AqVida, winner of the 2018 CPhI Excellence in Pharma Award for manufacturing technology and equipment, identifies advantages of robotics compared to conventional automation in fill/finish operations.

Robotic automation in filling lines offers advantages over conventional automation, such as reduced human intervention and greater flexibility. Pharmaceutical Technology spoke with Dwight You, head of Production at AqVida, which won the 2018 CPhI Excellence in Pharma Award: Manufacturing Technology and Equipment, about the company’s robotic filling line. 

PharmTech: How is robotic automation used in your filling line, and what advantages have you found?

You (AqVida): We designed a filling line in which three robotic arms have replaced the conventional ratchet-and-star-wheel system so that we can save process time, and we incorporated some additional features to save cost. Conventional filling lines have many size parts, such as star wheels and corkscrew formats, that guide and move vials. So, to produce a product with a different vial size, one must remove all size parts and install new parts, which are expensive, heavy, large, and numerous. Often, in each set, there are more than 20 to 30 parts that are more than one meter long and heavier than several kilograms. If this replacement is performed inside isolator with gloves, then the operation is either impossible due to the volume of replacement parts, which cannot fit into the isolator, or it is dangerous and risky due to the movement and installation of heavy and large parts that could jeopardize the safety and sterility of the isolator environment. Also, it takes two to three hours to replace one set of size parts and finish the line clearance. Two sets take five to six hours; three sets could easily translate to one full shift spent just on replacing size parts.

We drafted our user requirement specification to save cost and time. The main requirements were an isolator filling line because our products are sterile, minimum of reject losses, no size parts inside isolator(s), certain process capacity (about 3000 vials/hour), and a smaller footprint. The conventional filling line could not offer us a solution that fit these requirements, so we decided to design a conceptual filling line that uses robotic arms. Unquestionably, the increased quality and safety of the product were the ultimate goals.

By adopting and optimizing the robotic arms, we have removed all size parts inside the isolator. With communication between the various sensors and the robotic arms, we were able to minimize losses due to under-filled vials, vials with no stoppers, and vials with no caps. These vials are normally rejected by conventional filling lines due to the linear ratchet motion, but the robotic arms are able to retrace the process so that these vials can be amended and saved. In the end, this filling line saved cost and time. It also increased safety for the operators and the isolator environment, which, in turn, increased the quality and safety of the product.

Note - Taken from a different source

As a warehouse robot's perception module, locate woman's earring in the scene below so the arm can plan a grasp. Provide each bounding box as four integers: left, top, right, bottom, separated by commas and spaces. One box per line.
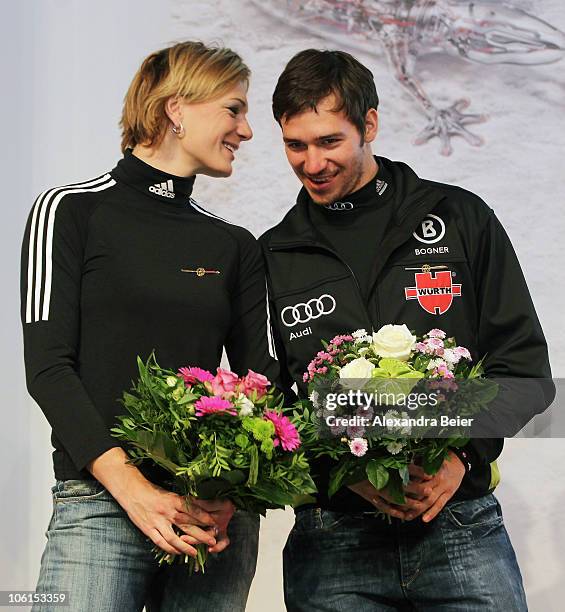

PharmTech: How does robotic arm/sensor automation increase flexibility in a filling system?


You (AqVida): We designed the line based on our customer requirements and market demand, which required, from one large bulk batch, to fill many different volumes in various sizes of vials. For conventional filling lines, new size parts must be designed and manufactured for a new vial size. For this line, the robots just need the dimensions of the new vial. Just a few touches on the human-machine interface screen would allow us to fill different volume of liquid into different sizes of vials. After short trial runs and some minor optimization and qualification, the line is ready for a new vial size.

Once the last vial of one size exits the line, the operator will load another ‘recipe’ for a different vial size and filling volume. This pre-programmed recipe will let the robots know where to go to pick up the vial with new size. 

PharmTech: Do robotic lines require different training or skills for the human operator?

You (AqVida): The operational principle is different compared to the conventional filling line. The setup procedure is somewhat different and much simpler because there are no size parts to install. Therefore, training does not require any special or different skills for the human operator.